CDQCON espalha cultura geek pelo Circuito Liberdade em nova edição em Belo Horizonte
Evento ocupa diferentes espaços do Circuito Liberdade com programação voltada para quadrinhos, animação, games, cosplay e arte digital
Durante muito tempo, eventos geeks em Belo Horizonte ficaram concentrados em espaços fechados, ginásios ou centros de convenções. A CDQCON parece seguir outro caminho. Em vez de transformar a cultura pop em algo isolado dentro de um único prédio, a feira decidiu espalhar sua programação pelo Circuito Liberdade e ocupar parte do coração cultural da cidade.
A 8ª edição da Feira da Casa dos Quadrinhos acontece entre os dias 29 e 31 de maio e reúne atividades voltadas para quadrinhos, animação, RPG, board games, cosplay, cinema e arte digital. Só que talvez o detalhe mais interessante deste ano esteja justamente na forma como o evento foi distribuído por diferentes espaços culturais de Belo Horizonte.
O corredor de artistas, por exemplo, será montado no Anexo da Biblioteca Pública Estadual e deve reunir mais de 80 expositores independentes. Enquanto isso, o MM Gerdau, Museu das Minas e do Metal, receberá bate-papos, oficinas e áreas dedicadas a RPG e jogos.
A programação também tenta aproximar a feira do audiovisual mineiro. O Teatro II do CCBB BH receberá a Mostra de Animação e Longas-Metragens Mineiros, exibindo produções como Chef Jack: O Cozinheiro Aventureiro, Nimuendajú e Placa Mãe.

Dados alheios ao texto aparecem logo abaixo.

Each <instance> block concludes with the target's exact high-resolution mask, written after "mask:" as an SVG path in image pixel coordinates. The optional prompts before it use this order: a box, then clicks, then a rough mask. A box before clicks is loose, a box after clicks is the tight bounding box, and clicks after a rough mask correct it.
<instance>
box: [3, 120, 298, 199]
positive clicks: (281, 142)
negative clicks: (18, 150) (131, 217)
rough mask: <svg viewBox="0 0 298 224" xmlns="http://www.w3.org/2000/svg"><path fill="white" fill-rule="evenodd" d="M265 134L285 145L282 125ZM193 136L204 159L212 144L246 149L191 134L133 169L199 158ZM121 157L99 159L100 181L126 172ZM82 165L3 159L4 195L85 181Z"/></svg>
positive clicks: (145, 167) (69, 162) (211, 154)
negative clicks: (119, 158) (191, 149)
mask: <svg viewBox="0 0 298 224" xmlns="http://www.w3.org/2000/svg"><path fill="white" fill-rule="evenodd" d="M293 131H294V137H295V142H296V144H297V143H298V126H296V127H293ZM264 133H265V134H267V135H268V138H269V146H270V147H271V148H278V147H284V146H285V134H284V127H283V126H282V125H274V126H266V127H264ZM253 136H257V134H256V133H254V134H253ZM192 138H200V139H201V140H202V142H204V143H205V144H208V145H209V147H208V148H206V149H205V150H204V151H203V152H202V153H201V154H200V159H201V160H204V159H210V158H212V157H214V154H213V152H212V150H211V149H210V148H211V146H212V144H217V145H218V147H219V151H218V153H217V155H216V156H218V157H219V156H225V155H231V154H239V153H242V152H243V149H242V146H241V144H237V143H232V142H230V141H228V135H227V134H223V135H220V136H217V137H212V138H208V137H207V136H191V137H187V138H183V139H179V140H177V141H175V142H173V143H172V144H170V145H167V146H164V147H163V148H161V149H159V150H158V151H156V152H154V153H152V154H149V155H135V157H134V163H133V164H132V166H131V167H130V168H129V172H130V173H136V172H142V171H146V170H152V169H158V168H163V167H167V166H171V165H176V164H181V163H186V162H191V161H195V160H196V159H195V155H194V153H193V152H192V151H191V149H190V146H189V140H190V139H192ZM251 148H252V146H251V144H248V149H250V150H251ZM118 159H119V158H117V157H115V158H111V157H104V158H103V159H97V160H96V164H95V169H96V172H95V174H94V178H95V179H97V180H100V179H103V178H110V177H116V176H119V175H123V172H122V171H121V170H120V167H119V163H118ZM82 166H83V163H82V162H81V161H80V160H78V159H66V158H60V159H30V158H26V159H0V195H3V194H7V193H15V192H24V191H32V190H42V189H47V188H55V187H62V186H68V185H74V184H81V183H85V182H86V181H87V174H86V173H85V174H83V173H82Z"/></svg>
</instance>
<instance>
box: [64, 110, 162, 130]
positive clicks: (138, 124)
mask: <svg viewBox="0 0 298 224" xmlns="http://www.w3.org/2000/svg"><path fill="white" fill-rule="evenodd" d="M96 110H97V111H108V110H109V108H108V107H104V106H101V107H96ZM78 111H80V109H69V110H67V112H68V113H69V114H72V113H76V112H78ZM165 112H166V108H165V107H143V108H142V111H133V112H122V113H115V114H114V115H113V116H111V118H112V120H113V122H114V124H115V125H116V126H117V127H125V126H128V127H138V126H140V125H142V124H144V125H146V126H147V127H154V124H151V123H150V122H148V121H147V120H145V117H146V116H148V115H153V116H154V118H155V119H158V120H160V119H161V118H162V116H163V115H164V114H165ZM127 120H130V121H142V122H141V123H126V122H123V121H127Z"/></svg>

Existe algo simbólico nisso tudo. A cultura geek em Belo Horizonte sempre teve uma relação muito forte com ocupação coletiva de espaços. Feiras, encontros, eventos de anime e convenções cresceram muito na cidade justamente porque criavam sensação de comunidade. A CDQCON parece entender bem esse espírito ao transformar o Circuito Liberdade quase em um percurso geek temporário durante o fim de semana.
Outro ponto curioso da edição deste ano é a mistura entre tecnologia, arte e experiências interativas. O estande da XP-PEN promete demonstrações ao vivo de equipamentos de arte digital, além de descontos para o público da feira. Já o Espaço do Conhecimento da UFMG exibirá mostras de animação em sua fachada digital durante as noites do evento.
No fim, a CDQCON parece refletir uma mudança que vem acontecendo em vários eventos de cultura pop no Brasil. O público continua procurando grandes atrações, claro, mas existe também uma valorização cada vez maior de artistas independentes, produções locais e experiências presenciais que criem sensação de pertencimento.
E talvez seja justamente por isso que feiras assim continuam crescendo.
Porque no meio de tanta cultura pop consumida por tela, algoritmo e feed infinito, ainda existe algo muito forte em encontrar pessoas ocupando os mesmos espaços por causa das mesmas paixões.